Né Barros – Entrevista

O Family Film Project é um festival de cinema que se realiza desde 2012 no Porto, com o subtitulo “Arquivo, Memória e Etnografia”. Né Barros é a sua directora. Conversámos com ela sobre o evento, actividades paralelas (nomeadamente um ciclo de performances), e sobre o panorama cultural actual do Porto.

Como surgiu o Family Film Project?
O festival nasceu pela necessidade de se criar um momento especial de reflexão sobre as questões do arquivo, da memória e do etnográfico. Em 2012 não existia nenhum festival afim a estas questões específicas. Não se tratava, por isso, de um foco na família enquanto instituição, modelo ou qualquer estereótipo, mas de um festival que pudesse concentrar abordagens múltiplas e alternativas de questionar o familiar, a intimidade ou o privado através da Imagem e de formas criativas. Tem sido nestas linhas de interesse que, para além do festival em si com exibições de filmes provenientes de todo o mundo, temos vindo a editar livros e a realizar encontros em parceria com o grupo de investigação Estética, Política e Conhecimento do Instituto de Filosofia da Universidade do Porto.

O que diferencia o Family Film Project de outros festivais de cinema?
O foco de investigação, por um lado, a abertura e ser um festival alternativo, por outro. Isto é, o Family Film Project, permite-se programar filmes e outros eventos que muitas vezes têm dificuldade em serem apresentados noutros festivais. Não quer dizer que todos os filmes estejam fora do sistema, mas sim que existe abertura para integrar propostas que por vezes não cabem em festivais que estão obrigados a outro tipo de visibilidade e de compromisso.

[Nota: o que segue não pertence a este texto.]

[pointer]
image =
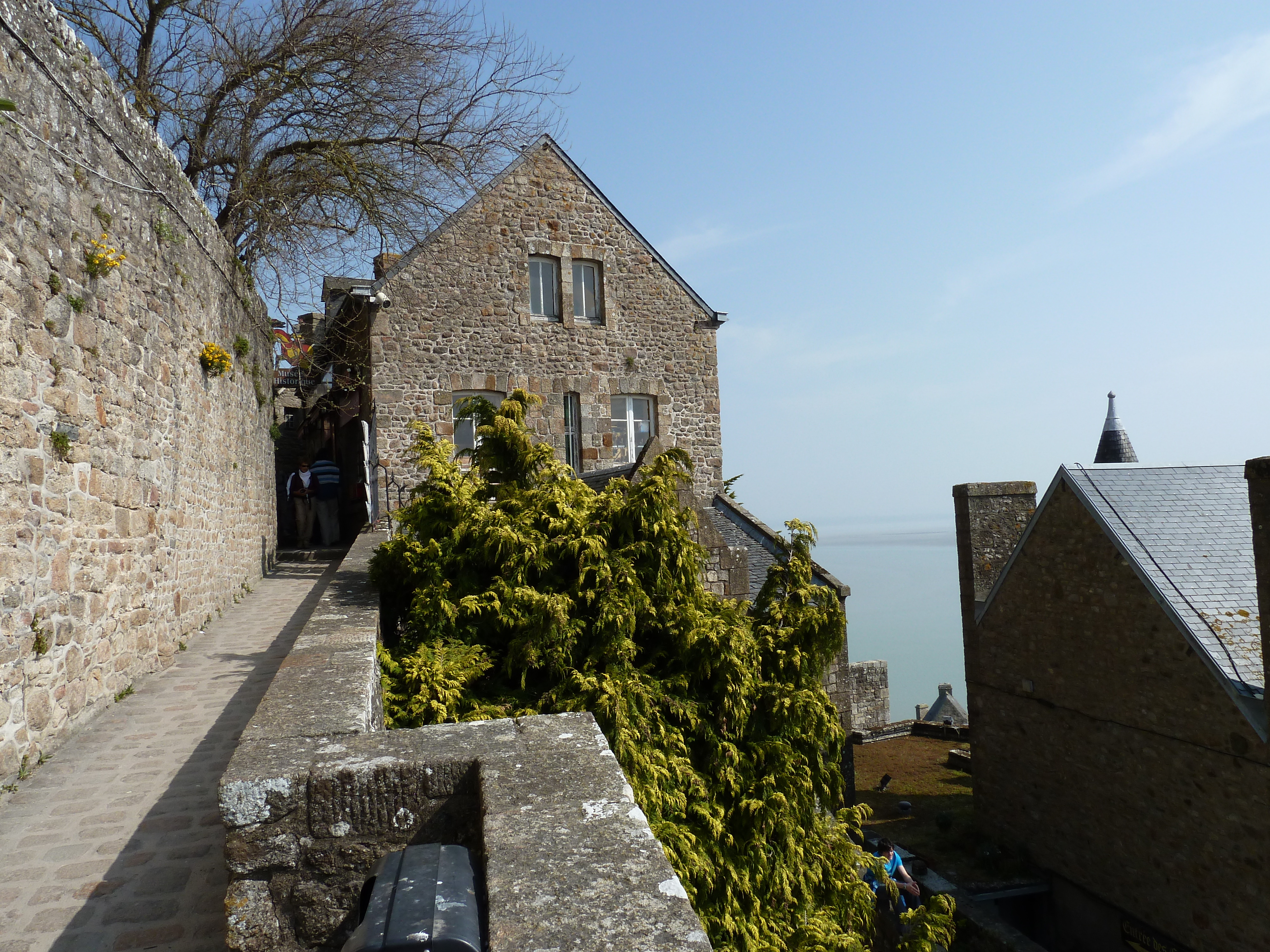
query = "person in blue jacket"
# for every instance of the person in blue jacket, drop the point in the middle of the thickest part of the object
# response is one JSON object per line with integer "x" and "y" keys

Que balanço fazes das 6 edições anteriores?
Faço um balanço positivo no sentido de que se tem vindo a afirmar como um festival pertinente no mundo contemporâneo. Contudo, ainda há trabalho fazer do ponto de vista comunicacional, da mobilização e do despertar de curiosidades.

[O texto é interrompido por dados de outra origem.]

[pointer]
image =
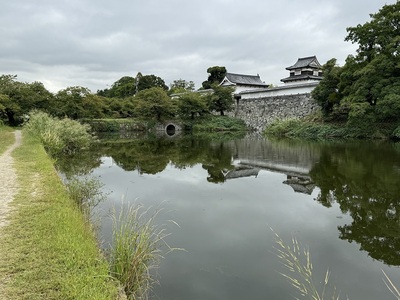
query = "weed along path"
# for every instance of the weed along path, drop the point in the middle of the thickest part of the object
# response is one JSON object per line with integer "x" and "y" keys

O que esperar do ciclo de performances associado ao festival?
Private Collection foi o nome deste ano para o ciclo de performances e que deverá prosseguir para as próximas edições. A ideia é lançar desafios a artistas para que trabalhem esta possibilidade do privado e da memória, do objecto e do efémero. Podemos aceder a uma coleção privada que vai desde o pessoal ou intimo até à partilha de algo que não foi gerado por nós, mas que acolhemos e juntamos. Para este ano foram convidados artistas que têm poéticas muito diferentes e, por isso, será interessante perceber as suas propostas e como estas dialogam entre si.

Quais as outras componentes do projecto?
Teremos mastersclasses com Bill Nichols e Paula Rabinowitz, nomes importantes do documentário e do pensamento, um ciclo dedicado a Daniel Blaufuks que é, sem duvida, um momento importante do festival pela sua obra singular. A estreia do filme “Marias da Sé”, de Filipe Martins, feito com a comunidade muito especial da Sé do Porto. Os mais pequenos não são esquecidos e João Apolinário dará uma oficina a partir do livro “Famílias Destrambelhadas”.

Como vês o panorama cultural actual no Porto?
Penso que é inequívoco que a cidade tem ganho em muitos aspetos e o cultural e artístico tem sido um dos pilares efetivos da vida na cidade. Existe oferta inteligente e diversa. É preciso continuar o que está a ser feito e também promover iniciativas mais alternativas e de formatos mais pequenos para que se crie um panorama mais rico e heterogéneo.